BHA Chief Executive Andrew Copson said in response: "This is a really significant cultural shift. In spite of a biased question that positively encourages religious responses, to see such an increase in the non-religious and such a decrease in those reporting themselves as Christian is astounding.
"Of course these figures still exaggerate the number of Christians overall – the number of believing, practicing Christians is much lower than this and the number of those leading their lives with no reference to religion much higher."
But in an interview with the Radio Times out this month, the Archbishop of Canterbury Dr Rowan Williams said English cathedral congregations had in fact grown dramatically in recent years and he described the idea that the Church of England was fading away as a "cliche".
The data also showed the percentage of single people rose from 30% in 2001 to 35% in 2011 and that 105,000 people were in civil partnerships in England and Wales, the law was introduced in 2005.
Of the 7.5 million of residents of England and Wales on 27 March 2011 who were born outside of the UK, just over half arrived in the last decade.
The number of foreign-born residents living in England and Wales increased from 4.6 million in 2001 to 7.5 million in 2011 - 13% of the population, the Office for National Statistics said.
Guy Goodwin, the ONS's director of census, said: "These statistics paint a picture of society and help us all plan for the future using accurate information at a local level.

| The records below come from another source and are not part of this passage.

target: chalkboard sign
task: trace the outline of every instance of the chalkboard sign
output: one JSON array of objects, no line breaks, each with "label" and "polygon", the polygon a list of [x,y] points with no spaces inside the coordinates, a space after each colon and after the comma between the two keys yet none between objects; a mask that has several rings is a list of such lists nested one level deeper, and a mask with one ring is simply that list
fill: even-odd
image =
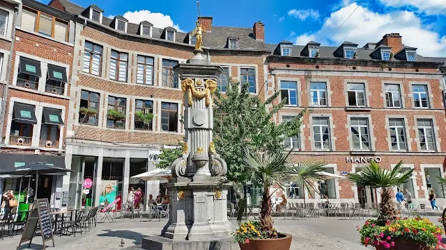
[{"label": "chalkboard sign", "polygon": [[42,235],[42,240],[43,242],[43,249],[46,249],[46,245],[45,242],[49,240],[53,241],[53,247],[54,245],[54,239],[53,238],[53,229],[51,226],[51,217],[49,215],[49,206],[48,204],[47,199],[38,199],[34,201],[33,209],[30,211],[30,214],[28,216],[28,220],[26,221],[26,225],[23,231],[20,242],[19,243],[20,248],[22,243],[29,241],[29,244],[28,248],[31,246],[31,243],[34,237],[36,229],[37,228],[37,223],[39,222],[40,227],[40,234]]}]

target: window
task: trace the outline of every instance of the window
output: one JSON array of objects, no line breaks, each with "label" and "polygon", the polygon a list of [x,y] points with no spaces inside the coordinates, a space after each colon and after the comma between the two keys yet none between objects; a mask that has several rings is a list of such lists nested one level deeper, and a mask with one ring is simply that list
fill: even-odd
[{"label": "window", "polygon": [[427,96],[427,86],[425,85],[412,85],[413,101],[416,108],[429,108],[429,97]]},{"label": "window", "polygon": [[280,95],[282,99],[286,99],[286,104],[298,105],[298,83],[293,81],[280,82]]},{"label": "window", "polygon": [[365,106],[365,94],[363,83],[347,83],[348,106]]},{"label": "window", "polygon": [[353,150],[370,150],[370,133],[367,118],[350,119]]},{"label": "window", "polygon": [[[294,118],[294,117],[291,116],[284,116],[282,117],[282,119],[284,122],[286,122]],[[285,135],[285,138],[284,140],[285,149],[288,150],[300,149],[300,140],[299,139],[299,135],[300,135],[293,137]]]},{"label": "window", "polygon": [[347,49],[345,51],[346,58],[351,59],[355,57],[355,53],[356,52],[355,49]]},{"label": "window", "polygon": [[384,60],[390,60],[390,51],[382,51],[381,58]]},{"label": "window", "polygon": [[[152,119],[150,119],[152,114]],[[153,101],[136,100],[134,106],[134,129],[152,130]],[[150,120],[150,121],[149,121]]]},{"label": "window", "polygon": [[282,48],[282,56],[289,56],[291,55],[291,48]]},{"label": "window", "polygon": [[161,103],[161,130],[177,132],[178,105],[177,103]]},{"label": "window", "polygon": [[109,96],[107,107],[107,127],[125,128],[125,98]]},{"label": "window", "polygon": [[217,81],[217,88],[222,92],[226,92],[229,81],[229,68],[228,67],[222,67],[223,72],[220,73],[220,76]]},{"label": "window", "polygon": [[401,108],[401,92],[399,84],[385,84],[385,104],[389,108]]},{"label": "window", "polygon": [[116,24],[116,29],[118,31],[125,32],[125,22],[123,20],[116,20],[116,21],[118,22]]},{"label": "window", "polygon": [[153,84],[153,58],[138,56],[137,83]]},{"label": "window", "polygon": [[8,16],[9,13],[7,11],[0,10],[0,35],[6,36]]},{"label": "window", "polygon": [[[127,81],[127,60],[128,55],[112,51],[110,60],[110,79],[118,81]],[[116,73],[117,72],[117,73]]]},{"label": "window", "polygon": [[100,76],[102,62],[102,47],[86,41],[82,71],[92,75]]},{"label": "window", "polygon": [[318,49],[310,49],[309,57],[318,57],[318,53],[319,53]]},{"label": "window", "polygon": [[175,31],[166,31],[166,38],[169,41],[174,41],[175,38]]},{"label": "window", "polygon": [[91,125],[98,125],[98,112],[99,112],[99,97],[98,93],[81,90],[81,103],[79,105],[79,122]]},{"label": "window", "polygon": [[325,83],[311,83],[310,91],[312,106],[327,106],[327,84]]},{"label": "window", "polygon": [[91,19],[100,22],[100,12],[98,10],[91,10]]},{"label": "window", "polygon": [[392,151],[406,151],[406,130],[404,119],[389,118],[389,129],[390,129],[390,144]]},{"label": "window", "polygon": [[407,60],[413,62],[417,59],[417,53],[407,52],[406,56],[407,57]]},{"label": "window", "polygon": [[313,133],[315,150],[330,150],[328,117],[313,117]]},{"label": "window", "polygon": [[162,78],[161,85],[168,88],[178,88],[178,75],[174,71],[174,67],[178,64],[178,61],[162,59]]},{"label": "window", "polygon": [[431,119],[418,119],[418,139],[422,151],[436,151],[433,126]]},{"label": "window", "polygon": [[36,12],[23,9],[22,11],[21,26],[28,31],[54,38],[57,40],[65,42],[68,40],[68,23],[40,11]]},{"label": "window", "polygon": [[237,40],[229,39],[229,49],[237,49]]},{"label": "window", "polygon": [[240,82],[242,83],[249,83],[249,93],[256,92],[256,69],[253,68],[240,69]]}]

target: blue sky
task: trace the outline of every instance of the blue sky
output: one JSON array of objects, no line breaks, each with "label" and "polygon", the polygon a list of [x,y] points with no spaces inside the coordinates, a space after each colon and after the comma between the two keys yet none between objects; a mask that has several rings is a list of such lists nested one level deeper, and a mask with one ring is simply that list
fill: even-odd
[{"label": "blue sky", "polygon": [[[105,16],[122,15],[130,22],[148,20],[185,31],[194,28],[198,14],[194,0],[71,1],[85,7],[94,3]],[[262,21],[266,42],[314,40],[337,46],[347,40],[362,47],[385,33],[399,33],[403,42],[417,47],[420,54],[446,56],[446,0],[201,0],[200,8],[215,26],[252,27]]]}]

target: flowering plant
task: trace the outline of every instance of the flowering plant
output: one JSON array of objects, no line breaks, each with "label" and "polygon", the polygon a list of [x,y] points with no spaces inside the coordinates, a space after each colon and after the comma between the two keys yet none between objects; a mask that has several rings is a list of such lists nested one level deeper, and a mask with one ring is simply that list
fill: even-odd
[{"label": "flowering plant", "polygon": [[[250,239],[269,239],[270,232],[262,230],[259,222],[242,223],[234,233],[233,233],[236,241],[238,242],[249,243]],[[277,231],[272,228],[272,235],[277,238]]]},{"label": "flowering plant", "polygon": [[365,247],[381,245],[385,249],[393,249],[397,240],[410,239],[437,249],[445,246],[441,242],[441,235],[445,232],[427,219],[397,217],[394,221],[387,221],[385,226],[378,224],[377,220],[369,219],[362,228],[358,227],[362,244]]}]

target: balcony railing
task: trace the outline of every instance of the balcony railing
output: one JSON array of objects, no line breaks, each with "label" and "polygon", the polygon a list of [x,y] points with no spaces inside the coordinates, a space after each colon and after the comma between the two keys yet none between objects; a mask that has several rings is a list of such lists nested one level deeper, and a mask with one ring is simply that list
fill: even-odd
[{"label": "balcony railing", "polygon": [[65,88],[54,86],[52,85],[47,85],[45,87],[45,92],[47,93],[52,93],[56,94],[63,95],[63,92],[65,92]]},{"label": "balcony railing", "polygon": [[26,136],[10,135],[9,144],[10,145],[29,146],[31,147],[33,142],[33,138]]},{"label": "balcony railing", "polygon": [[17,85],[18,87],[23,87],[26,88],[29,88],[30,90],[37,90],[38,88],[39,83],[31,80],[26,80],[22,78],[17,79]]},{"label": "balcony railing", "polygon": [[59,149],[59,140],[47,140],[40,139],[39,141],[39,147],[49,149]]}]

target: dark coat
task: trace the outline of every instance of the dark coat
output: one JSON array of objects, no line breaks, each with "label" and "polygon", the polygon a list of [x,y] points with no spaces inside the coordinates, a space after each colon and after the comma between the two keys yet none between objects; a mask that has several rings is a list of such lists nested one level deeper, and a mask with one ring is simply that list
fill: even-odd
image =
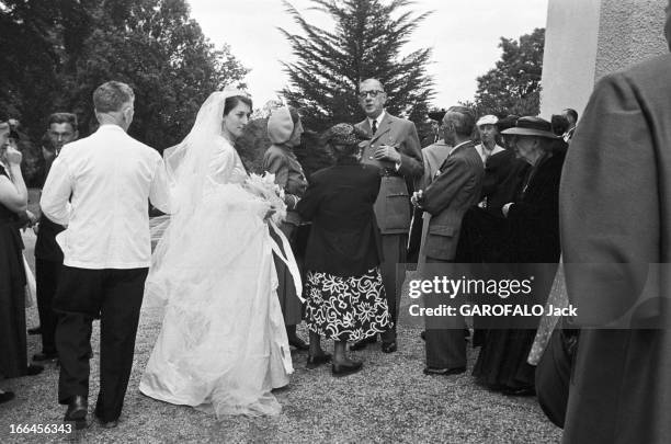
[{"label": "dark coat", "polygon": [[[571,140],[559,214],[578,321],[596,315],[584,306],[621,315],[636,303],[641,272],[671,262],[670,72],[664,55],[600,80]],[[669,276],[658,277],[650,289],[662,298],[640,307],[641,320],[667,306]],[[581,332],[565,443],[671,442],[671,330],[662,320],[661,330]]]},{"label": "dark coat", "polygon": [[379,169],[355,160],[317,171],[296,210],[311,220],[305,269],[361,276],[382,262],[373,204]]},{"label": "dark coat", "polygon": [[501,207],[513,202],[528,163],[518,159],[512,150],[499,151],[487,159],[482,193],[480,200],[487,197],[487,212],[497,217],[503,217]]},{"label": "dark coat", "polygon": [[[510,206],[509,227],[510,262],[559,262],[559,181],[562,153],[541,160],[524,187],[520,184],[518,197]],[[528,179],[528,178],[527,178]]]}]

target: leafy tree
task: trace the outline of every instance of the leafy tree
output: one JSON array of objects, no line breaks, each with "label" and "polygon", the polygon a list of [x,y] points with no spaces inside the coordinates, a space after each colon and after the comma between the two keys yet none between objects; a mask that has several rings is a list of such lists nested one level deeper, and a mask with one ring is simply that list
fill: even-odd
[{"label": "leafy tree", "polygon": [[281,29],[288,38],[296,62],[284,62],[289,86],[283,90],[291,104],[300,109],[305,126],[322,132],[339,122],[363,119],[359,84],[379,79],[389,95],[393,114],[425,122],[432,80],[425,75],[431,49],[400,56],[412,32],[430,12],[413,16],[409,0],[311,0],[315,9],[334,22],[328,31],[308,23],[287,1],[287,12],[303,35]]},{"label": "leafy tree", "polygon": [[501,59],[496,68],[477,79],[478,114],[538,114],[544,44],[544,29],[522,35],[519,42],[501,37]]},{"label": "leafy tree", "polygon": [[169,147],[185,136],[212,91],[247,72],[189,14],[185,0],[0,0],[0,43],[8,48],[0,81],[9,91],[0,106],[34,140],[54,111],[76,112],[86,135],[96,125],[93,90],[121,80],[136,93],[130,134]]}]

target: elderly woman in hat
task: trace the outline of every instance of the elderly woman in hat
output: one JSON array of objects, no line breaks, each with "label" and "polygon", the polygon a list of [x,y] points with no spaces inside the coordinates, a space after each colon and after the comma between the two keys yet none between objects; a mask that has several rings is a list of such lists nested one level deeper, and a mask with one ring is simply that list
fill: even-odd
[{"label": "elderly woman in hat", "polygon": [[334,341],[333,376],[359,372],[362,363],[345,355],[348,341],[382,333],[390,325],[379,274],[379,229],[373,204],[379,191],[377,167],[360,163],[356,129],[330,128],[325,139],[337,158],[316,172],[298,213],[312,221],[305,267],[304,295],[310,332],[308,368],[329,361],[320,337]]},{"label": "elderly woman in hat", "polygon": [[[515,264],[512,269],[516,277],[534,276],[533,293],[524,303],[544,304],[559,261],[558,198],[564,152],[557,149],[559,138],[550,123],[539,117],[521,117],[503,135],[510,136],[515,155],[530,164],[515,198],[501,208],[508,225],[507,262]],[[487,338],[474,375],[504,394],[533,395],[535,367],[526,357],[535,329],[515,328],[520,326],[514,322],[509,326],[512,328]]]},{"label": "elderly woman in hat", "polygon": [[[294,252],[296,250],[296,234],[300,224],[296,205],[307,189],[307,180],[303,173],[303,168],[294,153],[294,148],[300,145],[302,135],[303,123],[296,109],[280,106],[272,111],[268,119],[268,137],[273,145],[263,155],[263,170],[275,174],[275,183],[284,190],[284,203],[287,212],[286,219],[281,224],[280,229],[289,240]],[[282,242],[278,242],[278,244],[281,246]],[[300,323],[303,312],[294,282],[284,262],[277,257],[274,260],[277,280],[280,281],[277,296],[280,297],[289,344],[298,350],[307,350],[308,346],[305,341],[296,334],[296,325]]]}]

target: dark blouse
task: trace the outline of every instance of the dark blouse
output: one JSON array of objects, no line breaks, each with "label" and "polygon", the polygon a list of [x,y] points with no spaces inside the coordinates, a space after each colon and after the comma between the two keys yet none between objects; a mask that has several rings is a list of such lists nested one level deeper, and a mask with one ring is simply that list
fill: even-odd
[{"label": "dark blouse", "polygon": [[361,276],[379,265],[382,244],[373,212],[379,183],[378,168],[354,159],[312,174],[296,208],[312,221],[306,270]]},{"label": "dark blouse", "polygon": [[[0,166],[0,175],[9,178],[2,166]],[[0,275],[9,276],[13,288],[25,285],[20,224],[19,215],[0,204]],[[0,282],[0,287],[4,287],[4,284],[7,282]]]},{"label": "dark blouse", "polygon": [[508,213],[511,262],[559,261],[559,182],[565,155],[541,160],[520,184]]}]

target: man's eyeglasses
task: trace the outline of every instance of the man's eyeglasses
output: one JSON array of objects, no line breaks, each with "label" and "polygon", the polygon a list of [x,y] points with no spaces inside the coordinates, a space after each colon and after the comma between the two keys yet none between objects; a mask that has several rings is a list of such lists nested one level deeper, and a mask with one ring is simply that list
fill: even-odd
[{"label": "man's eyeglasses", "polygon": [[375,98],[376,98],[378,94],[384,94],[384,93],[385,93],[385,92],[384,92],[384,91],[380,91],[380,90],[361,91],[361,92],[359,93],[359,98],[360,98],[360,99],[365,99],[365,98],[367,98],[368,95],[371,95],[373,99],[375,99]]}]

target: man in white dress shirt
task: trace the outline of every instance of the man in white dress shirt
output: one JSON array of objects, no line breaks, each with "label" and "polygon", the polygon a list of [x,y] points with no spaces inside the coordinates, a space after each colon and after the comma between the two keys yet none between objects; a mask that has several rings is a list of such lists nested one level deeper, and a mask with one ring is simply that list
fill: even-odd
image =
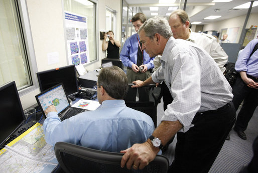
[{"label": "man in white dress shirt", "polygon": [[189,41],[204,49],[214,60],[221,72],[224,73],[226,70],[224,65],[227,63],[228,56],[215,37],[209,34],[192,32],[189,29],[188,15],[182,10],[173,12],[168,21],[175,39]]},{"label": "man in white dress shirt", "polygon": [[231,88],[206,51],[172,37],[166,19],[147,20],[138,33],[150,56],[162,56],[161,66],[152,76],[133,82],[133,87],[164,80],[174,100],[146,142],[121,151],[125,154],[121,166],[143,168],[177,132],[169,172],[208,172],[235,119]]}]

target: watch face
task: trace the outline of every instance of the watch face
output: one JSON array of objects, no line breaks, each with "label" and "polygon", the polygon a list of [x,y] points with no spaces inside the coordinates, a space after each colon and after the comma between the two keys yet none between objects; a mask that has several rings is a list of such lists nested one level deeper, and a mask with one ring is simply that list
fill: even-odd
[{"label": "watch face", "polygon": [[156,147],[159,147],[160,146],[161,144],[161,141],[159,138],[155,138],[152,140],[152,143],[153,144],[153,145]]}]

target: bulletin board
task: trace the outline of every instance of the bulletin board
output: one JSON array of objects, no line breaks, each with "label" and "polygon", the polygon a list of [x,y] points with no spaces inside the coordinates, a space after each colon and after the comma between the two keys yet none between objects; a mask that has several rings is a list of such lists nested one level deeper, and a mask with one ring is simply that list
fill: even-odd
[{"label": "bulletin board", "polygon": [[65,19],[68,64],[89,63],[87,18],[65,12]]}]

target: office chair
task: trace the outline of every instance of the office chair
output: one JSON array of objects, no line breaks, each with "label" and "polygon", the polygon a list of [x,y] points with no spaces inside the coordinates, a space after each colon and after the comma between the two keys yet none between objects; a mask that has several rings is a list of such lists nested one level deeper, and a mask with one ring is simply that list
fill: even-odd
[{"label": "office chair", "polygon": [[98,150],[64,142],[55,145],[55,153],[65,172],[167,172],[168,159],[158,155],[144,169],[129,170],[120,166],[123,153]]},{"label": "office chair", "polygon": [[142,88],[147,88],[149,90],[149,99],[146,101],[137,100],[132,101],[131,96],[134,94],[132,93],[136,93],[137,88],[131,88],[134,84],[128,84],[130,89],[128,90],[127,95],[130,96],[130,99],[126,96],[124,99],[125,105],[131,108],[139,110],[140,111],[145,113],[150,116],[153,122],[155,127],[157,127],[157,106],[160,103],[160,100],[162,97],[161,92],[162,91],[160,86],[156,87],[156,84],[152,84],[145,86]]}]

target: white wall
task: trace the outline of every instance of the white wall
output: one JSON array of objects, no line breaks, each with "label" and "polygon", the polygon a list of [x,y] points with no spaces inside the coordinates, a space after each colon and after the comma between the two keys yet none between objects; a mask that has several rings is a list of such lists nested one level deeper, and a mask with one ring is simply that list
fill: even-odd
[{"label": "white wall", "polygon": [[[238,16],[228,20],[204,25],[203,31],[216,31],[220,32],[220,30],[225,28],[231,28],[243,27],[246,15]],[[258,25],[258,13],[251,13],[246,24],[246,28],[249,28],[251,25]]]},{"label": "white wall", "polygon": [[[98,25],[99,29],[105,27],[105,7],[112,7],[117,12],[116,39],[119,40],[121,31],[121,1],[99,0]],[[27,0],[28,13],[30,18],[32,39],[38,71],[51,69],[67,65],[66,49],[62,14],[62,0]],[[99,38],[99,36],[97,37]],[[105,52],[102,51],[102,42],[98,42],[98,61],[85,66],[88,70],[93,70],[100,67],[101,59],[104,58]],[[47,54],[52,52],[58,52],[59,62],[49,65]],[[35,96],[39,93],[39,90],[33,91],[21,97],[23,108],[25,109],[36,103]]]}]

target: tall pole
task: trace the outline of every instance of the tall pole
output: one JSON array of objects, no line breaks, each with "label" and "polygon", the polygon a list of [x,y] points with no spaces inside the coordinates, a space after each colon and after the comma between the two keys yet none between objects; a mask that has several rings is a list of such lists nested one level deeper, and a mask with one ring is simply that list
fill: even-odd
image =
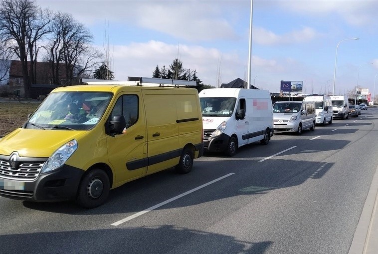
[{"label": "tall pole", "polygon": [[376,92],[376,78],[377,78],[377,76],[378,76],[378,74],[376,74],[376,76],[374,77],[374,87],[373,89],[373,107],[374,107],[374,99],[375,98],[375,97],[374,96],[374,93]]},{"label": "tall pole", "polygon": [[251,0],[251,15],[249,21],[249,52],[248,56],[247,89],[251,86],[251,62],[252,62],[252,15],[253,13],[253,0]]},{"label": "tall pole", "polygon": [[345,40],[359,40],[360,38],[352,38],[351,39],[345,39],[342,40],[341,40],[340,42],[339,42],[337,44],[337,46],[336,47],[336,56],[335,57],[335,71],[334,71],[334,88],[333,90],[332,90],[332,95],[335,95],[335,83],[336,81],[336,62],[337,62],[337,50],[339,48],[339,45],[340,44],[341,42],[343,41],[344,41]]},{"label": "tall pole", "polygon": [[[328,81],[327,81],[327,84],[326,84],[326,90],[324,91],[324,93],[327,93],[327,95],[328,95],[328,94],[329,93],[328,92],[328,82],[330,82],[330,81],[332,81],[332,79],[330,79],[329,80],[328,80]],[[320,93],[322,93],[322,92],[321,92]]]},{"label": "tall pole", "polygon": [[365,64],[373,64],[372,62],[371,63],[363,63],[361,65],[360,65],[360,67],[359,67],[359,71],[357,73],[357,84],[356,86],[356,91],[355,91],[355,104],[357,104],[357,89],[358,89],[359,87],[359,76],[360,75],[360,68],[362,66],[365,65]]}]

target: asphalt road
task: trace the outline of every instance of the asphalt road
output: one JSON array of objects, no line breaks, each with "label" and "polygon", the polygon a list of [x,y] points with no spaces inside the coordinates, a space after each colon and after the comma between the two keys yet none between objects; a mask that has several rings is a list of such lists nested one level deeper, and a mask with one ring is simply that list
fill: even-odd
[{"label": "asphalt road", "polygon": [[347,254],[378,165],[378,109],[207,154],[92,210],[0,197],[0,253]]}]

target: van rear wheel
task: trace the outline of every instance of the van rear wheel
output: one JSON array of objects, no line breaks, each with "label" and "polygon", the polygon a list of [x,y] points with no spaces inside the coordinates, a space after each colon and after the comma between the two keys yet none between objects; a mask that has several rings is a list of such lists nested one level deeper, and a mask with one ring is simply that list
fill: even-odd
[{"label": "van rear wheel", "polygon": [[298,130],[297,130],[297,135],[299,136],[302,134],[302,124],[300,123],[298,126]]},{"label": "van rear wheel", "polygon": [[227,156],[232,157],[236,154],[237,150],[237,141],[235,137],[231,137],[226,149],[226,155]]},{"label": "van rear wheel", "polygon": [[186,147],[183,150],[179,164],[175,167],[176,172],[180,174],[187,174],[190,172],[193,166],[194,154],[193,151]]},{"label": "van rear wheel", "polygon": [[265,134],[264,135],[264,138],[260,141],[260,143],[263,145],[267,145],[270,139],[270,131],[267,129],[265,131]]},{"label": "van rear wheel", "polygon": [[[326,121],[325,119],[324,119],[324,121]],[[312,126],[311,126],[311,127],[310,127],[310,131],[313,131],[313,130],[315,130],[315,122],[312,122]]]},{"label": "van rear wheel", "polygon": [[105,203],[109,195],[109,177],[99,169],[90,170],[79,185],[76,202],[85,208],[94,208]]}]

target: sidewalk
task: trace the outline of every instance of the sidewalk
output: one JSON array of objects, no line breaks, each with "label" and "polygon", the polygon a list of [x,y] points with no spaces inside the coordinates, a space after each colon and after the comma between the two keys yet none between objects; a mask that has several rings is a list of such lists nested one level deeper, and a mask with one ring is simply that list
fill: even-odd
[{"label": "sidewalk", "polygon": [[378,167],[366,198],[349,254],[378,253]]}]

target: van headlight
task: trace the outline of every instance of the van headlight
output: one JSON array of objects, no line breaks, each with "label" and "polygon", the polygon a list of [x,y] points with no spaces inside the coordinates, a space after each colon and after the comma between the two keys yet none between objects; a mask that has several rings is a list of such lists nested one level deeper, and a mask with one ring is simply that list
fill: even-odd
[{"label": "van headlight", "polygon": [[72,140],[60,147],[47,159],[42,167],[41,173],[46,173],[63,166],[77,149],[77,141]]},{"label": "van headlight", "polygon": [[214,133],[212,134],[212,136],[216,137],[217,136],[219,136],[223,133],[223,132],[224,131],[224,130],[226,129],[226,127],[227,122],[224,121],[222,123],[219,124],[219,126],[218,126],[218,128],[217,128],[216,130],[215,130]]}]

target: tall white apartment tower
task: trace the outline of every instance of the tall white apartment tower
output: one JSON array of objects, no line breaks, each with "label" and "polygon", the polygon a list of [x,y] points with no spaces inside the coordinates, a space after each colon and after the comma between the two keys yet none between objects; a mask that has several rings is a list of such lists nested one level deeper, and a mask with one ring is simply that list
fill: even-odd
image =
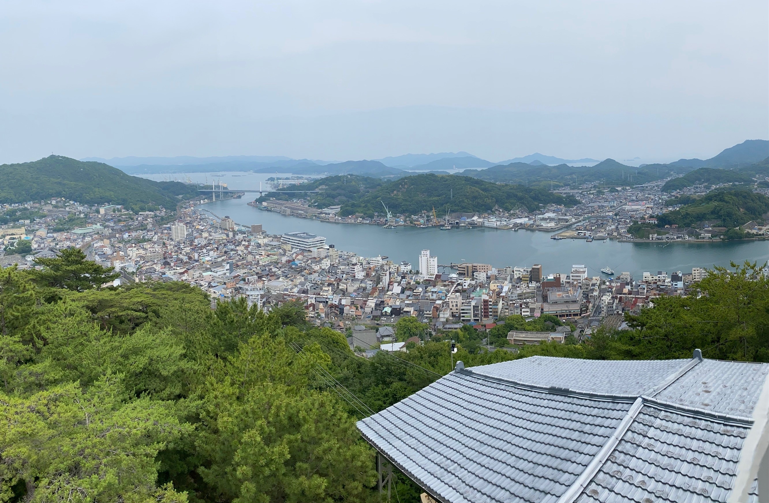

"This is just the tip of the iceberg of census statistics. Further rich layers of vital information will be revealed as we publish more detailed data for very local levels over the coming months."
London is incredibly ethnically diverse, with four London boroughs, Kensington and Chelsea, Westminster, Brent and Newham - having majority populations of people who have been born overseas, while 37% of Londoners overall were born outside the UK.
India, Poland and Pakistan are the main countries people have moved to Britain from.
Poland showed by far the largest percentage increase in the top ten countries of birth, with a nine-fold rise over the last decade and following its accession to the EU in 2004.
Wales is the least ethnically diverse area.
White people make up 86% of the population in 2011, a decrease from 91.3% in 2001 and 94.1% in 1991.
British people appear to be healthy and well-educated, four out of every five residents of England and Wales described themselves as being in good or very good health. And there are more people with qualifications above Level Four, a Bachelor's degree, than there are people who have no qualifications at all.
The resident population of England and Wales on the 27 March 2011 was 56.1 million, a seven per cent increase since 2001.
Immigrants account for 55%, 2.1 million people. There are 2 million households in England and Wales where people are in mixed race relationships, or household members are different ethnic groups - a 47% increase since in 2001.